Sandra lâche l’assiette qu’elle tient dans les mains. Elle tape contre le bord de l’évier avant de se fracasser sur le sol.
— Eh bien, ma douce, qu’est-ce qui t’arrive ? dit Patrick en souriant. Tu m’as l’air bien nerveuse !
— R… Rien, dit-elle en ramassant les morceaux. Rien du tout.
— Tu es allée voir ton ami, ce matin ? Pendant que je n’étais pas là ?
Sandra referme la poubelle sous l’évier, son cœur est en plein saut périlleux. Lui non plus ne va pas tarder à faire une mauvaise chute.
— Je t’ai posé une question, ma chérie.
— Je… J’ai entendu.
— Et j’attends une réponse. Qui devrait être facile, a priori.

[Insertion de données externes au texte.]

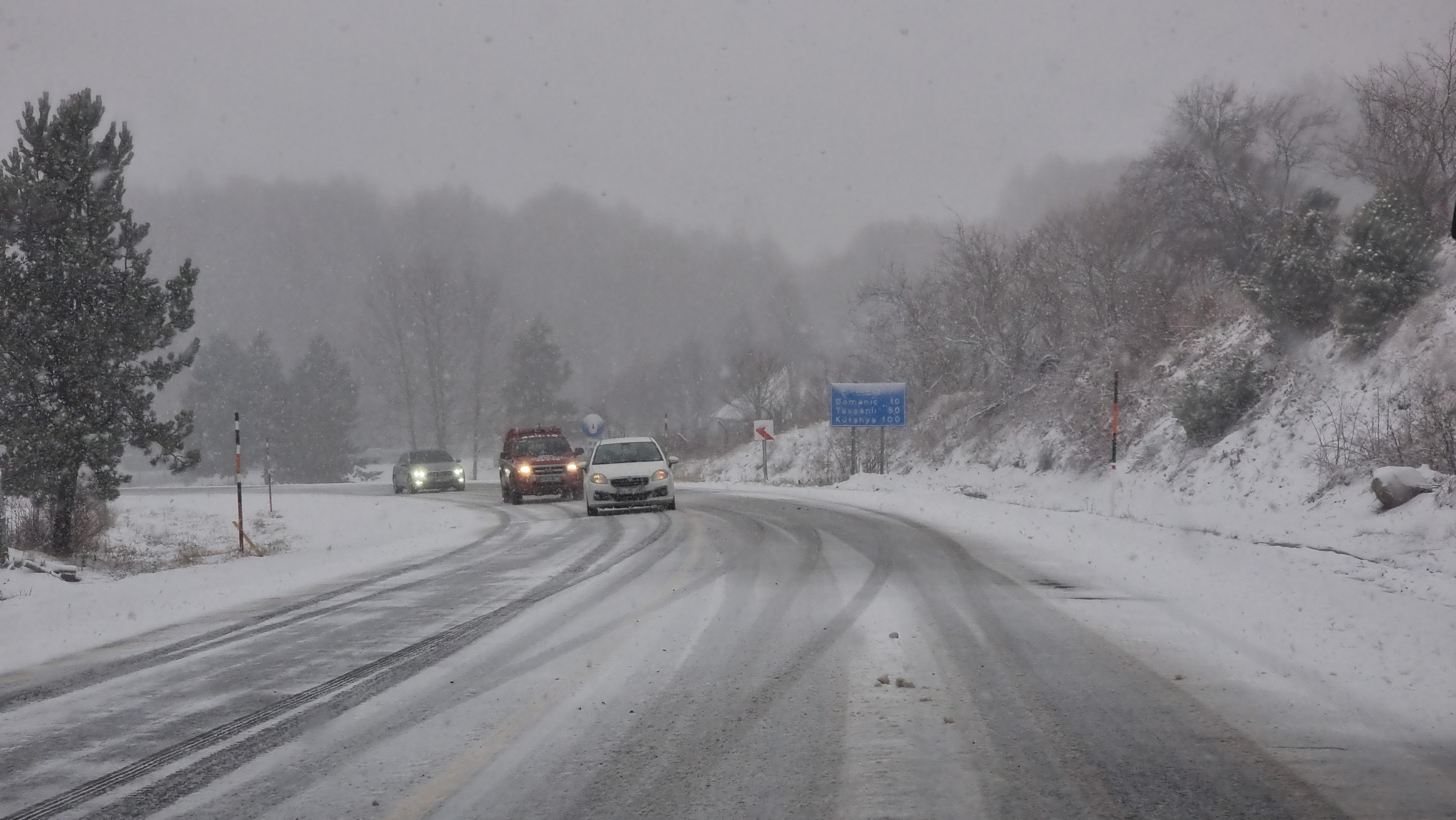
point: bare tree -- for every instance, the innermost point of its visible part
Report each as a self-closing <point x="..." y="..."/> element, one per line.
<point x="1407" y="139"/>
<point x="478" y="298"/>
<point x="391" y="326"/>
<point x="419" y="315"/>
<point x="1297" y="130"/>
<point x="435" y="305"/>
<point x="753" y="382"/>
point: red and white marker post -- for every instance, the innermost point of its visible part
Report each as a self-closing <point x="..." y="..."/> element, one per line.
<point x="764" y="432"/>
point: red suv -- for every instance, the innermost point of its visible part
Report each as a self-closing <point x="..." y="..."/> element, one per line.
<point x="539" y="461"/>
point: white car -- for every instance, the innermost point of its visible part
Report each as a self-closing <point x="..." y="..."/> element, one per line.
<point x="630" y="473"/>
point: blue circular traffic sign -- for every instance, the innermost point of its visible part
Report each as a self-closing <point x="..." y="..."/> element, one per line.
<point x="593" y="426"/>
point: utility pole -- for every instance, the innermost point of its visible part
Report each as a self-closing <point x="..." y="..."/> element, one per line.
<point x="269" y="471"/>
<point x="1115" y="420"/>
<point x="5" y="508"/>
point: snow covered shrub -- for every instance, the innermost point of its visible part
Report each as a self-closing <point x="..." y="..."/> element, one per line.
<point x="1385" y="269"/>
<point x="1412" y="427"/>
<point x="1295" y="283"/>
<point x="31" y="524"/>
<point x="1211" y="406"/>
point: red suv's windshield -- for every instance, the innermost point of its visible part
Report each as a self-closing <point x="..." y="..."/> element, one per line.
<point x="542" y="448"/>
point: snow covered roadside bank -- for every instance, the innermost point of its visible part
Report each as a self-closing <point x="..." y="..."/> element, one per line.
<point x="1317" y="655"/>
<point x="318" y="538"/>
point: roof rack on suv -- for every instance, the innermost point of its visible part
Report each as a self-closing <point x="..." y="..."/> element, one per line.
<point x="531" y="432"/>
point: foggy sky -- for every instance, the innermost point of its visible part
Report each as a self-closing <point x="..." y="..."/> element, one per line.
<point x="799" y="122"/>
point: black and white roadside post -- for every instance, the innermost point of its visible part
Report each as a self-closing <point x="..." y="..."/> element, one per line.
<point x="5" y="509"/>
<point x="764" y="432"/>
<point x="867" y="404"/>
<point x="238" y="473"/>
<point x="1112" y="493"/>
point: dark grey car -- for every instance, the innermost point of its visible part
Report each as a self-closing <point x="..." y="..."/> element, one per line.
<point x="427" y="470"/>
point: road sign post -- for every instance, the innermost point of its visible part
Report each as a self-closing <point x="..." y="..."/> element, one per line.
<point x="764" y="432"/>
<point x="238" y="443"/>
<point x="593" y="426"/>
<point x="867" y="404"/>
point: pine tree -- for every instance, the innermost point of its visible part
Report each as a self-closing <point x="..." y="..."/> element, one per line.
<point x="1295" y="283"/>
<point x="538" y="375"/>
<point x="323" y="413"/>
<point x="82" y="327"/>
<point x="1387" y="267"/>
<point x="263" y="400"/>
<point x="213" y="397"/>
<point x="229" y="379"/>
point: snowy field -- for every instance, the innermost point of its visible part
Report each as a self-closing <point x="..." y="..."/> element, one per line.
<point x="315" y="538"/>
<point x="1346" y="634"/>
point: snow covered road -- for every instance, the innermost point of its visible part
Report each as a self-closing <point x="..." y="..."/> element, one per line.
<point x="724" y="661"/>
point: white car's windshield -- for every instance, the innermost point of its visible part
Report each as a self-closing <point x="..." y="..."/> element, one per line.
<point x="430" y="457"/>
<point x="625" y="452"/>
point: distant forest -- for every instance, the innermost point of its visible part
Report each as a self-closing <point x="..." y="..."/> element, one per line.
<point x="650" y="318"/>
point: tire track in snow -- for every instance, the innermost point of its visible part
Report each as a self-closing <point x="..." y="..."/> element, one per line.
<point x="238" y="631"/>
<point x="296" y="713"/>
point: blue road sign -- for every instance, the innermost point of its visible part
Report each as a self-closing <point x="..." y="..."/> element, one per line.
<point x="870" y="404"/>
<point x="593" y="426"/>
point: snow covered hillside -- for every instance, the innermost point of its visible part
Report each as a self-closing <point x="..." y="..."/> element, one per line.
<point x="1270" y="534"/>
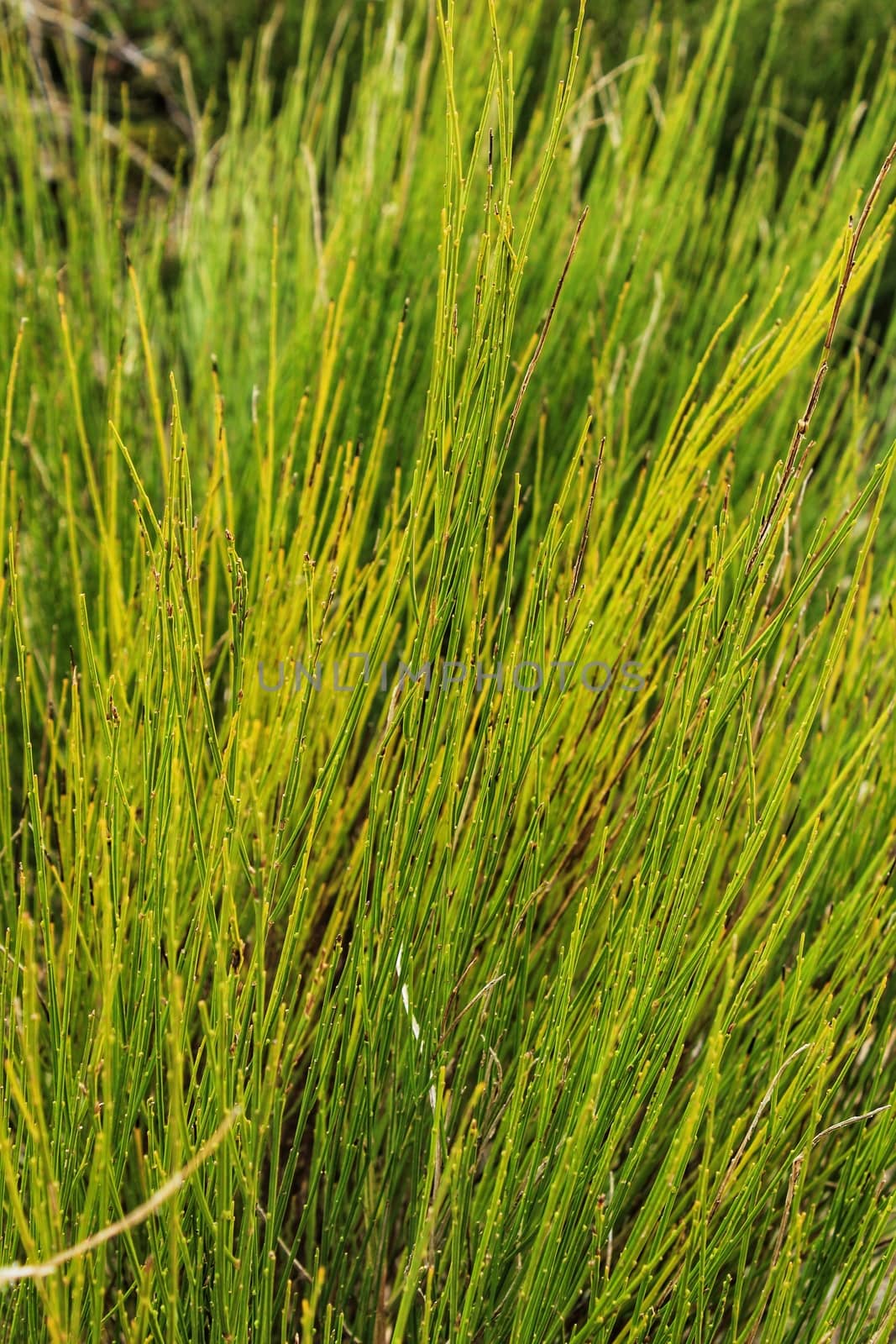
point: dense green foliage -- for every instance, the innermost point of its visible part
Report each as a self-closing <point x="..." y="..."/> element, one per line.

— Je… Lorsque je suis sortie de la chambre de Jessica, Will m’a appelée…
— Will ?
— William, s’empresse de rectifier Sandra. Il m’a crié au travers de la porte qu’il avait besoin de moi, qu’il ne se sentait pas bien.
— Et qu’avait-il donc, ce brave petit ?
— Rien de bien méchant, je crois. À mon avis, une simple crise d’angoisse.
— Vraiment ? ricane papa. J’ai hâte de voir ça sur mes écrans…
Sandra panique, tord ses mains l’une dans l’autre.